Thursday, June 24, 2010

Talking Today

I found out today that I really, really don't like being scolded. I felt so bad that I did something wrong, that made you unhappy. I started tearing up when I was being scolded. That you were so disappointed in me, because of something that was completely my fault. That I could have easily prevented. That there wasn't any good reason for me not to have prevented. Everything hit me all at once. How much it would hurt me to lose what we have, and how much I want to sub for you. I hate that I did something that disappointed you so much. But at the same time, after I was done being scolded and you forgave me, I realize that it also means a lot to me that you care so much for me. You wouldn't have been so upset if I wasn't important to you. And that makes me really happy...

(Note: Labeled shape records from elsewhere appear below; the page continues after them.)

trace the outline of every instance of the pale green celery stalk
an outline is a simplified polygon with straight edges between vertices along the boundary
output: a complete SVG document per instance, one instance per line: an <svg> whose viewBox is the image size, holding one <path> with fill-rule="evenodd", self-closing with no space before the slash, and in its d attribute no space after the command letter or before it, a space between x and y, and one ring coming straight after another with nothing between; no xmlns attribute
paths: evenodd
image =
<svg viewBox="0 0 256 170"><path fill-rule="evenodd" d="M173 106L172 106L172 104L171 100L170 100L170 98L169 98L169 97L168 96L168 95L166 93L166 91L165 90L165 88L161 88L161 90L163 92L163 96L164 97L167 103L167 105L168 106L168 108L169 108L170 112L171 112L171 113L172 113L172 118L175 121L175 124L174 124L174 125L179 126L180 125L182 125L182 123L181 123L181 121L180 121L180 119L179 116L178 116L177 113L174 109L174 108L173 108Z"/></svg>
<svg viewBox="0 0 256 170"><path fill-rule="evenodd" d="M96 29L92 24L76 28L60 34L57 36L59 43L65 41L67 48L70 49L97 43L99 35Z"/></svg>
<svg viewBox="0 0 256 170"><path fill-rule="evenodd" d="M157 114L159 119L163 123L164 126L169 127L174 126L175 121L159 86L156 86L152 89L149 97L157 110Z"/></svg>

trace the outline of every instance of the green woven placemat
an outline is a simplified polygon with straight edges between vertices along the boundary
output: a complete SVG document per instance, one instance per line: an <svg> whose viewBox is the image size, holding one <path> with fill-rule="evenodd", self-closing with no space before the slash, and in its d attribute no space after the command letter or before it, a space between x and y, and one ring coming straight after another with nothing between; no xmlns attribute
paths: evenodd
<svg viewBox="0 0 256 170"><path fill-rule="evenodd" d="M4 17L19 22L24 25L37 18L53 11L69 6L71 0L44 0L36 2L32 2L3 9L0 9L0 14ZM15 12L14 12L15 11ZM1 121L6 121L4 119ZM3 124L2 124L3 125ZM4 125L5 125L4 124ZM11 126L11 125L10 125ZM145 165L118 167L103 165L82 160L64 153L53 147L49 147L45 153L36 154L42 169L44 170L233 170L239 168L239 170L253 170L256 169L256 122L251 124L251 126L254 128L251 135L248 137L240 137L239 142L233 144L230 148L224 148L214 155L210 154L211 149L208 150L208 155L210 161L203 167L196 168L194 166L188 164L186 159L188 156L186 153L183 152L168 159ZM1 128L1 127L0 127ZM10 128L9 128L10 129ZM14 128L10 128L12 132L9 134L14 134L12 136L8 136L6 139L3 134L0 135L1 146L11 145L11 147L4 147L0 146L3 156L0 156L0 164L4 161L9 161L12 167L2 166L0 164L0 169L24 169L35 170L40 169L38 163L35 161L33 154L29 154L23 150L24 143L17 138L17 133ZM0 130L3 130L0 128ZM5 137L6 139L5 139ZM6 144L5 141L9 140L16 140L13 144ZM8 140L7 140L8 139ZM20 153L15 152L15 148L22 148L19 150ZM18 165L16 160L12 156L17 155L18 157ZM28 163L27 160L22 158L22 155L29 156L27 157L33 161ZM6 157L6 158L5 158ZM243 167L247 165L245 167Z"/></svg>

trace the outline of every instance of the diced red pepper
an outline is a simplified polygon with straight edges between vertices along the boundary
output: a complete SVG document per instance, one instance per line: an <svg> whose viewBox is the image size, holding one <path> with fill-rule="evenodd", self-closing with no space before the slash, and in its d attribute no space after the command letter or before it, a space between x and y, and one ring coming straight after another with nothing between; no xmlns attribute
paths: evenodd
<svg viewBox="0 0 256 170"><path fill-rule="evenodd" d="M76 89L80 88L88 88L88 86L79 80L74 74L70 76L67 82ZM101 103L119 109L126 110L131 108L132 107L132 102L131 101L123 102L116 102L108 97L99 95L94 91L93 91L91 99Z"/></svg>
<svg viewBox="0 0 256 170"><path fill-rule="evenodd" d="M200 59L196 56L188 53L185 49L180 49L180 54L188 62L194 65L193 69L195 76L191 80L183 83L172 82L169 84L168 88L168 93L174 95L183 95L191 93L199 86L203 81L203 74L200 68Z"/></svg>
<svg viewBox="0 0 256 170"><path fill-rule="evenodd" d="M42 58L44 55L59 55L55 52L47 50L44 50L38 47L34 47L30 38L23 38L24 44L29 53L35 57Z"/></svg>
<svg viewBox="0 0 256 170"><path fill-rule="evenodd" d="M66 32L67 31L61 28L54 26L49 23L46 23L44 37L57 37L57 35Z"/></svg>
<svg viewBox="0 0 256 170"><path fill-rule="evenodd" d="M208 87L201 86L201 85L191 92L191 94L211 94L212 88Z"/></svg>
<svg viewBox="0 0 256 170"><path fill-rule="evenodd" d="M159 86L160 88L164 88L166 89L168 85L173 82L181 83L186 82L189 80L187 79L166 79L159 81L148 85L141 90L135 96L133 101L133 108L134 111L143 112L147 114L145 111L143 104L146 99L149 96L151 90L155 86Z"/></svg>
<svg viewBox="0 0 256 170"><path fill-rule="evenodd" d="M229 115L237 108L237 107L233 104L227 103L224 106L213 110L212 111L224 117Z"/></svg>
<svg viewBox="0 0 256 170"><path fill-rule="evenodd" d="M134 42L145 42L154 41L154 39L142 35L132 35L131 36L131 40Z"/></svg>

And of course, now I'm yours. I feel yours. I know I'm yours. And I want to be yours. I hate that the only way I can show it is in words right now, but I am. It feels like I would do anything to make you happy. Even things I don't want to do, I would do as long as it was for you. I miss you though. I want to be with you right now so that I can prove I'm yours. I don't know how I would prove it, and really it doesn't matter to me how. If it means that I can show you what you mean to me, and what I am to you, I would. That's why I can masturbate in front of you. I don't think I could do that for anyone else... It's such a private thing, and it makes me feel more vulnerable than I ever have in my entire life... but I'm showing that side to you, and that makes it okay. Because I'm yours.